A preprint [Haplotype-based variant detection from short-read sequencing](http://arxiv.org/abs/1207.3907) provides an overview of the
statistical models used in freebayes.
We ask that you cite this paper if you use freebayes in work that leads to publication.
This preprint is used for documentation and citation.
freebayes was never submitted for review, but has been used in over 1000 publications.

Please use this citation format:

Garrison E, Marth G. Haplotype-based variant detection from short-read sequencing. *arXiv preprint arXiv:1207.3907 [q-bio.GN]* 2012

If possible, please also refer to the version number provided by freebayes when it is run without arguments or with the `--help` option.

## Install

freebayes is provided as a pre-built 64-bit static Linux binary as part of [releases](https://github.com/freebayes/freebayes/releases).

Debian and Conda packages should work too, see the badges at the top
of this page.

To build freebayes from source check the
[development](#Development) section below. It is important to get the full recursive
git checkout and dependencies.

## Support

Please report any issues or questions to the [freebayes mailing list](https://groups.google.com/forum/#!forum/freebayes). Report bugs on the [freebayes issue tracker](https://github.com/freebayes/freebayes/issues)

## Usage

In its simplest operation, freebayes requires only two inputs: a FASTA reference sequence, and a BAM-format alignment file sorted by reference position.
For instance:

    freebayes -f ref.fa aln.bam >var.vcf

... will produce a VCF file describing all SNPs, INDELs, and haplotype variants between the reference and aln.bam. The CRAM version is

    freebayes -f ref.fa aln.cram >var.vcf

Multiple BAM files may be given for joint calling.

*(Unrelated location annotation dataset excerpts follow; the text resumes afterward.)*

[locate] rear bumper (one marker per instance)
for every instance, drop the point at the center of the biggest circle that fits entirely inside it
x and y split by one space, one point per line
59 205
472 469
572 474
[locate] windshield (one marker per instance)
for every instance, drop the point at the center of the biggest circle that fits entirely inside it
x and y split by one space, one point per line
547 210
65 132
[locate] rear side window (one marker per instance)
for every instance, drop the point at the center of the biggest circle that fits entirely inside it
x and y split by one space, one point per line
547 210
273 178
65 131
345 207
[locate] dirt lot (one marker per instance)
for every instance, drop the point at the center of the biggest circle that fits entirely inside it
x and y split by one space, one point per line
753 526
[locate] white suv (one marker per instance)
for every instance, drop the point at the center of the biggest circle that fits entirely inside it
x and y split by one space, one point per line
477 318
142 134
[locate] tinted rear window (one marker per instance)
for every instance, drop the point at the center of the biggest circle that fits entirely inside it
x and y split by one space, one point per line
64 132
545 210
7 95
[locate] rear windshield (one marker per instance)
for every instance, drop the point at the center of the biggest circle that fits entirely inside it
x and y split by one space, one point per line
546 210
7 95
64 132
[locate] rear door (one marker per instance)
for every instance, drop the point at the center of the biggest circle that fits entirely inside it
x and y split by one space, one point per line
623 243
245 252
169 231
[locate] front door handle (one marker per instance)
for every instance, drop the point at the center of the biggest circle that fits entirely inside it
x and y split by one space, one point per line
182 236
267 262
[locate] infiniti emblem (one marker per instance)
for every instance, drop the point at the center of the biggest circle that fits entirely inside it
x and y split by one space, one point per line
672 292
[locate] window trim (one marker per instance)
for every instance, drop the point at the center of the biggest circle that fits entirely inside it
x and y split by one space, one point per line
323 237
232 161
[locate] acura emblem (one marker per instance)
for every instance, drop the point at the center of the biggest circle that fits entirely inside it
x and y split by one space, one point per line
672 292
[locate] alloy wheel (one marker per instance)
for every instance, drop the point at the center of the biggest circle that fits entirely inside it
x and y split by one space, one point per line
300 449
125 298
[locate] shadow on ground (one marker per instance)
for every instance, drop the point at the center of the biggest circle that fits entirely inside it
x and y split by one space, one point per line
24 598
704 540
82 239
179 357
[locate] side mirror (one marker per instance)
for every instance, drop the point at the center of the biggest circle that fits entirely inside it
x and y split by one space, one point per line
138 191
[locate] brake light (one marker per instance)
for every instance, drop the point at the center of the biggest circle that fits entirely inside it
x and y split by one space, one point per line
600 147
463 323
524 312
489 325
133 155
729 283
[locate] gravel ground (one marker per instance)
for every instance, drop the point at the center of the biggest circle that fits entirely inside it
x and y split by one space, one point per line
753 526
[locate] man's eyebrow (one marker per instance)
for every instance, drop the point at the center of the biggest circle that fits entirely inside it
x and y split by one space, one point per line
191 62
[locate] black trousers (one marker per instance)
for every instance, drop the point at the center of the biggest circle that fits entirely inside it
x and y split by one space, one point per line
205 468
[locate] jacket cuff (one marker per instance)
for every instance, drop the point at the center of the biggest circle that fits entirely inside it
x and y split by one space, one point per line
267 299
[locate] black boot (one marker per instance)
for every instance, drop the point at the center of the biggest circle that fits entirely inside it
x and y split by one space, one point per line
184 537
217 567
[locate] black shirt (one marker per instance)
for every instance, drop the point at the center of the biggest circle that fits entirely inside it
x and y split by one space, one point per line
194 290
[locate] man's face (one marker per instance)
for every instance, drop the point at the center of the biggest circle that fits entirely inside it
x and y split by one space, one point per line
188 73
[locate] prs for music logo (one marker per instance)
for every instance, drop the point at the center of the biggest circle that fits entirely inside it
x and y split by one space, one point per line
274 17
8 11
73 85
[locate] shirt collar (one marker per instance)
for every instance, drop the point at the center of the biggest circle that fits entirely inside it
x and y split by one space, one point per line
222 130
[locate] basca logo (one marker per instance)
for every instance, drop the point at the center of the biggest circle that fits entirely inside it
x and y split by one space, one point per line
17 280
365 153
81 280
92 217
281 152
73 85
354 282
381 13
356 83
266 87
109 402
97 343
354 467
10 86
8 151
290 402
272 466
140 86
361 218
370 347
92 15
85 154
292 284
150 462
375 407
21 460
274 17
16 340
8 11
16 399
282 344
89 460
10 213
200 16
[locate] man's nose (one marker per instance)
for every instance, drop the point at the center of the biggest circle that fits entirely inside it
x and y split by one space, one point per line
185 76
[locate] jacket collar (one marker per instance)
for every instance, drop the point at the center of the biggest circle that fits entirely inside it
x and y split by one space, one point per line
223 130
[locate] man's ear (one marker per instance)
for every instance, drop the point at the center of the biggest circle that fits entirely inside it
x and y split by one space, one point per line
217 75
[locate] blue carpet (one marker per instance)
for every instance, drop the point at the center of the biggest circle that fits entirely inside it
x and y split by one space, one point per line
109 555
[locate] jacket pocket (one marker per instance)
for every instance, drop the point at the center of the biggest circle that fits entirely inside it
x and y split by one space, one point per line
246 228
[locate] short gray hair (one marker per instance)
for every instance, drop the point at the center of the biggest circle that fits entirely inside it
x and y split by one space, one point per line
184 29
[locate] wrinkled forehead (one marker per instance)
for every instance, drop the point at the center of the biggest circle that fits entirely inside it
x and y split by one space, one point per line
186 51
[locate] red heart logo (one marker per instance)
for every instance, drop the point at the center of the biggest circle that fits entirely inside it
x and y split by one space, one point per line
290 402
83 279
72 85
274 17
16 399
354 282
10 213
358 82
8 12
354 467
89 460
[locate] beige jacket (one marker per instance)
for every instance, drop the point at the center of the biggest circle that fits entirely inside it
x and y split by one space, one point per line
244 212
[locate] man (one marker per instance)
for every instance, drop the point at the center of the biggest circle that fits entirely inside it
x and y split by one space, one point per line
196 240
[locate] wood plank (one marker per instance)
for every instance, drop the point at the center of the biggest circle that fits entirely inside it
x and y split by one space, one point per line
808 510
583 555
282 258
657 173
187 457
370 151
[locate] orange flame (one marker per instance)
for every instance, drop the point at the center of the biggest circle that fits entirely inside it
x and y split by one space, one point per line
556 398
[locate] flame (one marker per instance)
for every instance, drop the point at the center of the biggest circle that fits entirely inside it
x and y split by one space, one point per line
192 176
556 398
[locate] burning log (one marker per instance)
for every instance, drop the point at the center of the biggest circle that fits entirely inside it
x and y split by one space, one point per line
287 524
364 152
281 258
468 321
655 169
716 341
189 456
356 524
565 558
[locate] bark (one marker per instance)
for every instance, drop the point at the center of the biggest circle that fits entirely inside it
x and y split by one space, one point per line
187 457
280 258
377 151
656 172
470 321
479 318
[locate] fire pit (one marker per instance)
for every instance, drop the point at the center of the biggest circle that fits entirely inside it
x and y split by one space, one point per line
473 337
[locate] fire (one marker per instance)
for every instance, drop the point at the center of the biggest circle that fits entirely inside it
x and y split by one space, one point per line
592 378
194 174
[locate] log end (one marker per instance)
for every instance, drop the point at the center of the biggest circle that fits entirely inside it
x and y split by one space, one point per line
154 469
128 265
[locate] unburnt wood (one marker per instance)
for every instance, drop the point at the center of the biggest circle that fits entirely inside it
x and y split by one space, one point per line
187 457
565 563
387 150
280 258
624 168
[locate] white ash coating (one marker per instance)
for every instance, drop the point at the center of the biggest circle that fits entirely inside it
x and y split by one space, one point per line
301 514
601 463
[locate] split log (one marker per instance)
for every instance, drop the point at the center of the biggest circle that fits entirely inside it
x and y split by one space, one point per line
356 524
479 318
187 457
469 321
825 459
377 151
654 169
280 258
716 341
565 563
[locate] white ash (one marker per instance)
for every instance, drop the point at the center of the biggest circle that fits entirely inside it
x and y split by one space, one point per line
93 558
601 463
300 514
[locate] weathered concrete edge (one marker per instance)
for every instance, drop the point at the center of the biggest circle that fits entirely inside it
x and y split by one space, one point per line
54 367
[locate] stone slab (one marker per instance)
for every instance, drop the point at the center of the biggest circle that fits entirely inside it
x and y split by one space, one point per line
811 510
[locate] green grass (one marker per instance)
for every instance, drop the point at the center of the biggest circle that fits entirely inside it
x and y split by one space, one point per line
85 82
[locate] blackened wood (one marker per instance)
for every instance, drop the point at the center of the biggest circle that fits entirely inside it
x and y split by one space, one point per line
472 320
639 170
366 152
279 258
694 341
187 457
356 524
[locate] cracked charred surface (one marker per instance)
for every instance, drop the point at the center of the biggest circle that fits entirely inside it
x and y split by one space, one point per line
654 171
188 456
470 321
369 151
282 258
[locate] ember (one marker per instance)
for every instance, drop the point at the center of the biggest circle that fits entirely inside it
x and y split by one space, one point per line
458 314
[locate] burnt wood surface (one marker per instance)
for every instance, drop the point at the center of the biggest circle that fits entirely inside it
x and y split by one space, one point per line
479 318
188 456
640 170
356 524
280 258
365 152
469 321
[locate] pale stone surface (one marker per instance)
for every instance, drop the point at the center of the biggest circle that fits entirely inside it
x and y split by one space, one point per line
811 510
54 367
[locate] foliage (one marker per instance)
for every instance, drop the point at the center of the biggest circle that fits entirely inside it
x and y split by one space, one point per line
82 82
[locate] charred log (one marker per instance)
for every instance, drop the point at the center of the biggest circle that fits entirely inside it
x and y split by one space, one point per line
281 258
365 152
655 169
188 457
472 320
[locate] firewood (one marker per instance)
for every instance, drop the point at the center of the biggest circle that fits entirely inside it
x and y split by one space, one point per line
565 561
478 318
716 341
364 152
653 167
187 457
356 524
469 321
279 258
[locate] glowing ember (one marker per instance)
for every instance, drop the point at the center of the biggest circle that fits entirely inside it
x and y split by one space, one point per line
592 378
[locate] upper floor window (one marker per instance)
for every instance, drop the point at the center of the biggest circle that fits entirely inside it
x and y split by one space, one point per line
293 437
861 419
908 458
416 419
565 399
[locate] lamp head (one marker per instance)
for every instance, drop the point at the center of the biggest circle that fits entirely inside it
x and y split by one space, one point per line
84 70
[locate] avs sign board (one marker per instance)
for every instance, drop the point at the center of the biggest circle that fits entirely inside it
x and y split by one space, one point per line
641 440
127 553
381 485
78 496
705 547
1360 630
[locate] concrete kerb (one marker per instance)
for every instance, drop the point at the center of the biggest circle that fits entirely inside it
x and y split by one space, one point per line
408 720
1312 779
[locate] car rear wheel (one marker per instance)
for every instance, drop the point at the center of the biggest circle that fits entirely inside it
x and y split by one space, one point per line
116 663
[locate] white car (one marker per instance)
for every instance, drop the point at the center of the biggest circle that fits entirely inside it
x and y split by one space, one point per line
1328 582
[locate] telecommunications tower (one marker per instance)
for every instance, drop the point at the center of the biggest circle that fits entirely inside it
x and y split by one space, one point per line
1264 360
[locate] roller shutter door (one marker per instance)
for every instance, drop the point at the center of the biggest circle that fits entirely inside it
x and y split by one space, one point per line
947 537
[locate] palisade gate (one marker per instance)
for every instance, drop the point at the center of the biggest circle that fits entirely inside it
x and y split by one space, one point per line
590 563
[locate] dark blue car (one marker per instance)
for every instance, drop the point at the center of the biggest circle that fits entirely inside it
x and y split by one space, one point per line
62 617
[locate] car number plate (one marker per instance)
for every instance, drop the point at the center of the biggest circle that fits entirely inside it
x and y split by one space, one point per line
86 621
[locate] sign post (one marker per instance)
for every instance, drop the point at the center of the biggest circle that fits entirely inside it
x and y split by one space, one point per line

Typically, we might consider two additional parameters.
GVCF output allows us to have coverage information about non-called sites, and we can enable it with `--gcvcf`.
For performance reasons we may want to skip regions of extremely high coverage in the reference using the `--skip-limit` parameter `-g`.
These can greatly increase runtime but do not produce meaningful results.
For instance, if we wanted to exclude regions of 1000X coverage, we would run:

    freebayes -f ref.fa aln.bam --gvcf -g 1000 >var.vcf

For a description of available command-line options and their defaults, run:

    freebayes --help

## Examples

Call variants assuming a diploid sample:

    freebayes -f ref.fa aln.bam >var.vcf

Call variants on only chrQ:

    freebayes -f ref.fa -r chrQ aln.bam >var.vcf

Call variants on only chrQ, from position 1000 to 2000:

    freebayes -f ref.fa -r chrQ:1000-2000 aln.bam >var.vcf

Require at least 5 supporting observations to consider a variant:

    freebayes -f ref.fa -C 5 aln.bam >var.vcf

Skip over regions of high depth by discarding alignments overlapping positions where total read depth is greater than 200:

    freebayes -f ref.fa -g 200 aln.bam >var.vcf

Use a different ploidy:

    freebayes -f ref.fa -p 4 aln.bam >var.vcf

Assume a pooled sample with a known number of genome copies.  Note that this
means that each sample identified in the BAM file is assumed to have 32 genome
copies.  When running with highh --ploidy settings, it may be required to set
`--use-best-n-alleles` to a low number to limit memory usage.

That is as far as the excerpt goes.